德國人學法律不外乎三個原因:第一,學醫不夠資格,第二,數學不夠好,第三,他們以為這會得到尊重。

當然,最扯淡的一個理由就是伸張正義。

“Felix,請記住,法律和正義毫無關係。”

這是安德森對顧唯的告誡,說這句話時顧唯才初入大學,安德森輸了人生中第一場官司。

安德森是辯護人,被告人是一個二十八歲的羅馬尼亞女人,指控原因是她偷了一個富婆的鑽石項鍊,她打死不認。

羅馬尼亞女人生著一張巫女般誘人的臉,綠色的眸子攝人心魄,隨著官司的敗訴,安德森也拜倒在女人的石榴裙下。

同年,安德森跟顧唯的母親顧南青離婚,娶了這個風流成性的吉普賽女人,那女人腦袋空空,輕挑而又容易掌控,是男人的最愛。

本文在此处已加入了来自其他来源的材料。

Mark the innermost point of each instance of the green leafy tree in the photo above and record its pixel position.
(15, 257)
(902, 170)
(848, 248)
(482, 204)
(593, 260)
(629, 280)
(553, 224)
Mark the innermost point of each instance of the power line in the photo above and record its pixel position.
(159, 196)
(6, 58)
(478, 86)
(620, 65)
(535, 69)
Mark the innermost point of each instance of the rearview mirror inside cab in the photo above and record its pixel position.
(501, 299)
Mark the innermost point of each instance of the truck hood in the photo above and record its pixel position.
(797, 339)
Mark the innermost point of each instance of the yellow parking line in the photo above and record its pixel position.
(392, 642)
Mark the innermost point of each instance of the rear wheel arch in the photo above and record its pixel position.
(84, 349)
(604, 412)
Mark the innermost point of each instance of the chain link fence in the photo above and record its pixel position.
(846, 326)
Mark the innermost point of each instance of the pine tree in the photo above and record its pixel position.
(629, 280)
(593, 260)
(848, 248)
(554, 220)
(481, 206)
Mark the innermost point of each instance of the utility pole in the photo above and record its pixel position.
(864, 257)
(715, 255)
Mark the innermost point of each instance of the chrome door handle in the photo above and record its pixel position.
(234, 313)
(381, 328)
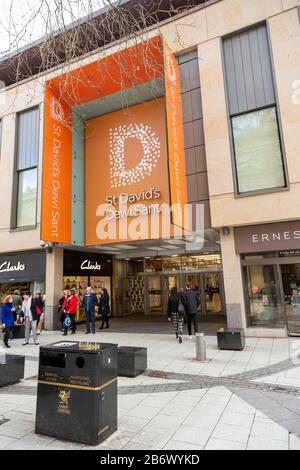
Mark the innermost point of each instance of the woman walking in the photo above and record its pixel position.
(62, 315)
(7, 318)
(70, 308)
(104, 308)
(176, 310)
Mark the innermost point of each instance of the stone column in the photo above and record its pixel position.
(233, 282)
(54, 286)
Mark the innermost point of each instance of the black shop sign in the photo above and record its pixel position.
(23, 267)
(86, 264)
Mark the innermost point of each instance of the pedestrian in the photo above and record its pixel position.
(40, 306)
(104, 308)
(184, 303)
(176, 311)
(31, 317)
(7, 318)
(70, 308)
(62, 315)
(192, 304)
(90, 301)
(17, 306)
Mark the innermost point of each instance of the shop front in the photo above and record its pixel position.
(83, 269)
(270, 260)
(147, 292)
(22, 271)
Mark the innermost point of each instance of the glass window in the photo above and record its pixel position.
(264, 299)
(27, 197)
(258, 153)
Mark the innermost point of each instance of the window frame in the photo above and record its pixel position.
(263, 190)
(276, 105)
(15, 193)
(19, 172)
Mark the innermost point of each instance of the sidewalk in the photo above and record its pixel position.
(228, 402)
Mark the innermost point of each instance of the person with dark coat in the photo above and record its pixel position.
(40, 303)
(193, 302)
(176, 309)
(62, 315)
(31, 317)
(70, 308)
(104, 308)
(90, 301)
(7, 318)
(17, 302)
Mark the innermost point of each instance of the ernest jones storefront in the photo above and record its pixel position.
(270, 259)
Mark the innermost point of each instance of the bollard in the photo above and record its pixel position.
(200, 347)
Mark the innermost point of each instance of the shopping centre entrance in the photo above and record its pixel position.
(147, 292)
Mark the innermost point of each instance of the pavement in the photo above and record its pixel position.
(234, 400)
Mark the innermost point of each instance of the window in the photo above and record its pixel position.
(258, 157)
(265, 308)
(258, 151)
(25, 194)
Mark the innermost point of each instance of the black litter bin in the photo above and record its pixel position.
(77, 391)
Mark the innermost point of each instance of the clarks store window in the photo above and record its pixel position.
(86, 269)
(272, 287)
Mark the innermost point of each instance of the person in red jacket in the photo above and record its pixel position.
(70, 308)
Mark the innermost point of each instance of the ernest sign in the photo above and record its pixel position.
(268, 237)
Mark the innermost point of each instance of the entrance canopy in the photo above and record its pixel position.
(84, 170)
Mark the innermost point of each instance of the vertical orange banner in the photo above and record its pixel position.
(57, 170)
(177, 171)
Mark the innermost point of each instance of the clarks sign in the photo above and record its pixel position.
(88, 265)
(269, 237)
(7, 267)
(23, 267)
(78, 263)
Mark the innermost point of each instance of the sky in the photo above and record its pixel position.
(25, 21)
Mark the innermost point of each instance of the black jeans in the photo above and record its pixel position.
(104, 321)
(6, 335)
(192, 318)
(90, 319)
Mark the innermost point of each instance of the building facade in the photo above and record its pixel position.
(239, 68)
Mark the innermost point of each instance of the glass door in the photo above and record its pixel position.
(213, 300)
(155, 297)
(169, 282)
(291, 288)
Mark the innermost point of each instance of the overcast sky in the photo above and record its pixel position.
(24, 21)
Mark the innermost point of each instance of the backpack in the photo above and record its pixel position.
(181, 308)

顧唯不喜歡吉普賽女人打量他的眼神,像是在扒他的衣服。

他對這種輕浮氣質的厭惡與日俱增,直到在自己的洗衣機裡發現了一條鑽石項鍊——和他的內褲糾纏在一起。

安德森知道之後勃然大怒。

一週後,這個吉普賽女人淨身出戶。

從此以後,顧唯沒再見過她。

第一次見貝諾伊的時候,顧唯意外記起了些不好的事情,以致於他對貝諾伊的感官很差。

作為回報,貝諾伊商法課的case,是他“精心挑選”的。

“阿~啾~”

“阿~啾~”

貝諾伊連打兩個噴嚏,腦袋嗡嗡的響。

她正在看case,寫分析的時候一直卡殼,怎麼都下不了筆。

這個case涉及房屋交接,控方控告M房主拖欠五年前的水電費,M房主將責任推卸給前房主,認為交接過程並未百分百完成,水電費仍由前房主承擔。

天殺的,故事都看懂了,可是到底是誰對誰錯呢?

貝諾伊聽課的時候覺得顧唯分析case分析得頭頭是道,沒成想換成自己分析會這麼難。

她想,要不低個頭,去問顧唯。

不行不行,顧唯本來就質疑她的能力,不能讓顧唯再一次看輕她。

要是有個學法的朋友就好了,貝諾伊想著,忽然眼前一亮。

陸兮學姐呀?!

陸兮品學兼優,溫柔耐心,總是在課堂上鼓勵大家多問問題。

私底下就數黎婷問題最多,陸兮卻也從沒有黑過臉,總是很有耐心的解答問題。

聽徐佳蕾說,陸兮和黎婷關係還不錯。

貝諾伊連忙發了一封郵件給陸兮,發完後後悔自己問題太多,獅子大開口,想編輯重發已經晚了。

半個小時後,貝諾伊收到了陸兮的回覆:

「親愛的Bey,

很抱歉不能回答你的問題。

我已經不負責商業法律的課程,如果你有問題請郵件問Felix。

祝好,

Lu」

貝諾伊兩眼一黑。

天要亡我。

她盯著對面的那幢別墅,幽怨地嘀咕著。

#¥…%&@!~

商法課。

顧唯進教室,第一眼就瞥見了第一排正中央那抹明黃。

貝諾伊來了。

半個月不見,她瘦了,眼眶更深顯得眼睛更大,有了黑眼圈,竟然有點病態的美,少了點活人味,多了絲學生氣質。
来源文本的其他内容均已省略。